The Roman poet Horace said: “Drive nature out with a pitchfork and she'll come roaring back.” This is optimism. This is hope. Rewilding works fast. No matter how small your garden, the rewards are gloriously out of proportion for relatively small amounts of effort. Rewilding is not neglect, rather it is creating the conditions in which nature’s natural ebullience and power can thrive; it is giving nature a helping hand.

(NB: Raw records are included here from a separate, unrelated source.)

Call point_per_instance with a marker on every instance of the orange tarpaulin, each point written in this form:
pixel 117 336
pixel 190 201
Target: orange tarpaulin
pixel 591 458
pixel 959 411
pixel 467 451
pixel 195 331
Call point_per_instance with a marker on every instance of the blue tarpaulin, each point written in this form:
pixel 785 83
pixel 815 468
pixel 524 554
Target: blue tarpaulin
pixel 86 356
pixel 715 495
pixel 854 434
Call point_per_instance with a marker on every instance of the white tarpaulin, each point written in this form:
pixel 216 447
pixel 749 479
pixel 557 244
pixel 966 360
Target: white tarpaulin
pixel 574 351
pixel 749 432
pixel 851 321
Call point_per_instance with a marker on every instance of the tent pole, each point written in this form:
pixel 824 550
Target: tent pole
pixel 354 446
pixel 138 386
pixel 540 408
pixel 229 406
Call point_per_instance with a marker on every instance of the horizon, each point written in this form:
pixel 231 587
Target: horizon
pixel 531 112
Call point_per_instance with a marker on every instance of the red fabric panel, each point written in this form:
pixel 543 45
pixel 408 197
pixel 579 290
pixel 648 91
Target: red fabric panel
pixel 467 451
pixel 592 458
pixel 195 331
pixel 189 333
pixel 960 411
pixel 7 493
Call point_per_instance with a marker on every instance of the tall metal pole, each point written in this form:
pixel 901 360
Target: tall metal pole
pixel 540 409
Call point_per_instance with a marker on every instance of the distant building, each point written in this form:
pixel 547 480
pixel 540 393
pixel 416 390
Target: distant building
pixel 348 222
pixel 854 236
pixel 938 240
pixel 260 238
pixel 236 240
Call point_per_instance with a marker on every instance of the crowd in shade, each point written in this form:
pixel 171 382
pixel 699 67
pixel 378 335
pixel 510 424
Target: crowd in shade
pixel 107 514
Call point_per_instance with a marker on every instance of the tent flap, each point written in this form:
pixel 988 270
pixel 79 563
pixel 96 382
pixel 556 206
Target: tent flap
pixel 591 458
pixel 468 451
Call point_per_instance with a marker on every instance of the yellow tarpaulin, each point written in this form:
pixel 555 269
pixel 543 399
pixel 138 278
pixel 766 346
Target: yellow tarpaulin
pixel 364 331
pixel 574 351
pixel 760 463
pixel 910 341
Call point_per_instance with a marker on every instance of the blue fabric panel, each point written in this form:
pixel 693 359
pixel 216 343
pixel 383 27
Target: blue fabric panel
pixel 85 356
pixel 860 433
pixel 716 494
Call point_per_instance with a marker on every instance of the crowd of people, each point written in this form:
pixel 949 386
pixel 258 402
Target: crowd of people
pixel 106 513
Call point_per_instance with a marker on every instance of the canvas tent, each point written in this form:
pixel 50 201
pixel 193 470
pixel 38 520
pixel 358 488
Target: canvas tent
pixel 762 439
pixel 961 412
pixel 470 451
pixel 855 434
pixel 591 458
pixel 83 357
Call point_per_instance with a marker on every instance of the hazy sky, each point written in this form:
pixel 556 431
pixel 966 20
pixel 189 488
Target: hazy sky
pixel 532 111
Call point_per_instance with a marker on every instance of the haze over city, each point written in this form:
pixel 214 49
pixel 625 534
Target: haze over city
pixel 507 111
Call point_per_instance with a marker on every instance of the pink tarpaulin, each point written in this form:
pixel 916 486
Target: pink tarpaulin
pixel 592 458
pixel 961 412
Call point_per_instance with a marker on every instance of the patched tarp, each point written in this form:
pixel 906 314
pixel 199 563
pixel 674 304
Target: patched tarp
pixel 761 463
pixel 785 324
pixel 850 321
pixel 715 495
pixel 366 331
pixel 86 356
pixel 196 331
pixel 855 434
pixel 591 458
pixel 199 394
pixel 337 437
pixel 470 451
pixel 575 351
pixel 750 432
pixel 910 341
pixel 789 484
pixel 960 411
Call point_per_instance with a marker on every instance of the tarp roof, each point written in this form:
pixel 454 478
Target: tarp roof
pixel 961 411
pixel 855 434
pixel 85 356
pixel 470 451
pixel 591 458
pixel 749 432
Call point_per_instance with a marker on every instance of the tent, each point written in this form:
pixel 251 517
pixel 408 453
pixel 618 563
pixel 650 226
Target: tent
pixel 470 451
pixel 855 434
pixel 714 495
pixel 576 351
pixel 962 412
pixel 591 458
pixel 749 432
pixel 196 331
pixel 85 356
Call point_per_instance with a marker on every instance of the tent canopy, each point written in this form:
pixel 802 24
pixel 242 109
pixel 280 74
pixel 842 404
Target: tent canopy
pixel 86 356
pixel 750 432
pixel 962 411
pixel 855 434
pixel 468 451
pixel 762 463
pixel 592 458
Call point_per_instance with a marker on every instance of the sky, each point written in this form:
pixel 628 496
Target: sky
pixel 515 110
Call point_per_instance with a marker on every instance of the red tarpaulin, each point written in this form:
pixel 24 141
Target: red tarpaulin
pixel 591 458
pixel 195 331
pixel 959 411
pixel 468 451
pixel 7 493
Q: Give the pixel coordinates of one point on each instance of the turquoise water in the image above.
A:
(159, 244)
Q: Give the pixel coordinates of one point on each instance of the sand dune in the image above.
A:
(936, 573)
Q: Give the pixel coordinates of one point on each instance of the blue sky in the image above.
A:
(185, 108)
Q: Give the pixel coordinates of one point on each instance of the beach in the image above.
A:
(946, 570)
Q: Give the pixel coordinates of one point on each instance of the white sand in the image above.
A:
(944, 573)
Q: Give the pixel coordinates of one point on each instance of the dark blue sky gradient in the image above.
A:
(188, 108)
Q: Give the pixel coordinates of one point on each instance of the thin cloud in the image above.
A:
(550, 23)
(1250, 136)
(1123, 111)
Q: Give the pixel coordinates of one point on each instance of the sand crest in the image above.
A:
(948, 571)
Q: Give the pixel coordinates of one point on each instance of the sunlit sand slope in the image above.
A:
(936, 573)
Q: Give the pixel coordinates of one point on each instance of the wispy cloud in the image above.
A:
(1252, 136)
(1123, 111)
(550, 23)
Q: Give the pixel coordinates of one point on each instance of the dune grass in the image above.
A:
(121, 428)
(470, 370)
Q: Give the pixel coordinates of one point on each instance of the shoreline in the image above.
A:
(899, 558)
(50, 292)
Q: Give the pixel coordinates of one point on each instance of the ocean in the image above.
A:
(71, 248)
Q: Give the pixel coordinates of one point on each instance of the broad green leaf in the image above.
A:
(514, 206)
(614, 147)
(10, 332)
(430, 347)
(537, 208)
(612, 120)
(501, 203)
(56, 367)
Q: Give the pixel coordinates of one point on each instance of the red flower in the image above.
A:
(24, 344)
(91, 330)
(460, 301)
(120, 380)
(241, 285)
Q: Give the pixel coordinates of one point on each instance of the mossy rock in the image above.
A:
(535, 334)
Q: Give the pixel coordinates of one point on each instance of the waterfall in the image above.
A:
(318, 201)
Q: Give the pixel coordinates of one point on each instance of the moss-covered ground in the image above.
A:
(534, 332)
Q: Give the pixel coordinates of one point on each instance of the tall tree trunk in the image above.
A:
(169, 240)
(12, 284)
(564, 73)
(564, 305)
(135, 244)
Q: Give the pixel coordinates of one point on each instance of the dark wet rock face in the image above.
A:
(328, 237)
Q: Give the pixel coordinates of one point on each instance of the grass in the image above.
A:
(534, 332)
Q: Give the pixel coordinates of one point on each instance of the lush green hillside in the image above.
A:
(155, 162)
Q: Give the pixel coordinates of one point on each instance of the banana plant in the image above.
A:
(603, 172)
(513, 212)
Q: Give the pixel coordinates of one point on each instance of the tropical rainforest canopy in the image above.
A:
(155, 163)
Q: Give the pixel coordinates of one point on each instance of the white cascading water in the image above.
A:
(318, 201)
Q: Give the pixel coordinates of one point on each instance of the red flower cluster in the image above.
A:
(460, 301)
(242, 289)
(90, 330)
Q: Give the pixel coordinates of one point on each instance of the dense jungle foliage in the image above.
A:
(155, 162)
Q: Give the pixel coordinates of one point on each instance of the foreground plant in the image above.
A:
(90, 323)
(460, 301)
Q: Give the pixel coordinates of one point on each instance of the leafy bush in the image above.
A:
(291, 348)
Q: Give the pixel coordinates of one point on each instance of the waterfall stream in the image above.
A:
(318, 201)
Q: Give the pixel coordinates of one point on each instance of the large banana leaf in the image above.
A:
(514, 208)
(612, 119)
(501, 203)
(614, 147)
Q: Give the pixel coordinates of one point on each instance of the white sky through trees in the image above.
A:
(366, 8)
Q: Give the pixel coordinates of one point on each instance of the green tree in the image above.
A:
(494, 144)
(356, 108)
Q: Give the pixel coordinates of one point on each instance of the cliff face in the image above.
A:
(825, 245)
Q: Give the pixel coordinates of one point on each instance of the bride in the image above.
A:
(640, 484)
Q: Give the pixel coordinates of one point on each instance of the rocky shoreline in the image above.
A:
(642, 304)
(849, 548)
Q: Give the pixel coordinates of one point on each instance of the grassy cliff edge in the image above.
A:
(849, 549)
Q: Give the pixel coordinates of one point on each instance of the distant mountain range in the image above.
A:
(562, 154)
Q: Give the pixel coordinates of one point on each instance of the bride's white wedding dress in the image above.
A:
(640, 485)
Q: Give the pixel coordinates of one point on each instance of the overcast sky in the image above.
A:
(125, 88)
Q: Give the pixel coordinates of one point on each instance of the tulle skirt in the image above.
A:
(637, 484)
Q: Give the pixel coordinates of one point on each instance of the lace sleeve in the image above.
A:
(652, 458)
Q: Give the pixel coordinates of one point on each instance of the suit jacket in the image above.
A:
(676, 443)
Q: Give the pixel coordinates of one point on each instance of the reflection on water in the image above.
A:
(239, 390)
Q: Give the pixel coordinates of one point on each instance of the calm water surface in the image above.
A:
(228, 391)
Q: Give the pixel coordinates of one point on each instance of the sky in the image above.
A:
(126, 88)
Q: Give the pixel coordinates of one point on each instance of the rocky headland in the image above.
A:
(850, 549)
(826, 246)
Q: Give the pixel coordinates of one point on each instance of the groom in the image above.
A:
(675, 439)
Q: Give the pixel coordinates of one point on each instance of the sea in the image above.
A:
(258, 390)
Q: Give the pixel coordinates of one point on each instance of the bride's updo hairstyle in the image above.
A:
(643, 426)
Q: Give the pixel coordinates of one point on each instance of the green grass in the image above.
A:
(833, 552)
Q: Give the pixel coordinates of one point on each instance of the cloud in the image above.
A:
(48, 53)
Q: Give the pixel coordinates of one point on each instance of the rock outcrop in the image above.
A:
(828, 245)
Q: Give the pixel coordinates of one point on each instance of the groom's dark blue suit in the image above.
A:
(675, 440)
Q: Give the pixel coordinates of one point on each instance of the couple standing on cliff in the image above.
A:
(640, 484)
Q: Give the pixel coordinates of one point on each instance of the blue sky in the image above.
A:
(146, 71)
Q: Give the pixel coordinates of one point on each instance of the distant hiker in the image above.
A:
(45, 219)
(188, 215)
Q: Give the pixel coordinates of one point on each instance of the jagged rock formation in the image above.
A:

The book is a joy, a gorgeous large-format bible, absolutely jam-packed with thought-provoking information and highly practical advice. It is passionately argued from both the heart and the head with all facts duly referenced. Isabella writes with warmth, compassion, and gentle wit. She says: “You can’t simply close the farm gate, let the land go, and expect miracles to happen.” She also addresses issues of food production, as well as other common criticisms thrown at rewilding, for example that it excludes people from the landscape: “Rather, it opens up opportunities for employment and much greater public engagement with the natural world.” Employment figures at Knepp have risen from 23 full-time employees under farming to 50 under rewilding, and continues to rise every year. Who wouldn’t prefer working in the company of turtle doves and nightingales compared to a smog-ridden commute to a desk bound office job!
The chapter on urban rewilding is a revelation. The book explains how greening our cities creates jobs and builds communities, saving the tax-payer money in terms of public health, and reducing the need for air-conditioning. Rewilded river systems mitigate against flooding which causes millions of pounds of damage to infrastructure with every big storm.
Isabella concludes: “Scale is important. But still more important is connectivity. The tiniest piece of land can make a vital difference…helps to join the dots. Whatever scrap of soil we have agency over, whether it’s a field, a grass verge, or a window box, can make a difference. Opening our hearts to a wilder world…is the key to our future.”